O único meio de imunizar o corpo estatal é a meritocracia. O concurso público é uma medida cientificamente comprovada para a melhora de diversas pragas infecciosas que circulam na esfera pública. No entanto, pela arquitetura administrativa do Estado, alguns cargos públicos podem ser ocupados sem a exigência dos exames. Isso, contudo, não significa uma permissão para dispensar a seleção por mérito.

E aqui reside um ponto fundamental rotineiramente ignorado. Para qualquer cargo, as nomeações devem ser feitas para atender ao interesse público. Os “cargos de confiança” (apelido dos cargos de livre nomeação) não se referem a uma relação de confiança que o agente político eventualmente tenha na sua vida privada. A confiança aqui é no sentido de que a pessoa escolhida diretamente - excepcionalmente sem concurso - irá atuar com integridade na defesa do interesse público. Ou seja, quem deposita a confiança no nomeado é a sociedade, verdadeira dona do cargo, e não a pessoa que eventualmente o nomeia.

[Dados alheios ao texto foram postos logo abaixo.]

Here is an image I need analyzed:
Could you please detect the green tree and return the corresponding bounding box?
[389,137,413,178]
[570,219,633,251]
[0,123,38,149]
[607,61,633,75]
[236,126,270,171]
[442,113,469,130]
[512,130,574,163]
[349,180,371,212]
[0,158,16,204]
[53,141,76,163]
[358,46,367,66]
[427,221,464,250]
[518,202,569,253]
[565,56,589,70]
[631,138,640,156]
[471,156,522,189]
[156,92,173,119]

Da mesma forma, a referência à “livre nomeação” desses cargos não significa dizer à pessoa que nomeia “faça o que tu queres, pois há de ser tudo da lei' Não. Essa é uma liberdade que tem limites. A escolha do ocupante desse cargo é livre dentro de uma moldura desenhada pelos princípios constitucionais. Impessoalidade, Moralidade e Eficiência exigem que o candidato tenha capacidade técnica, lealdade ao interesse público e reputação condizente com o exercício do cargo.

Pessoas incompetentes, com antecedentes criminais e que odeiam trabalhar às segundas-feiras, não atendem aos requisitos mínimos exigidos para o exercício de um cargo público de livre nomeação. Gostar de lasanha, por outro lado, é opcional.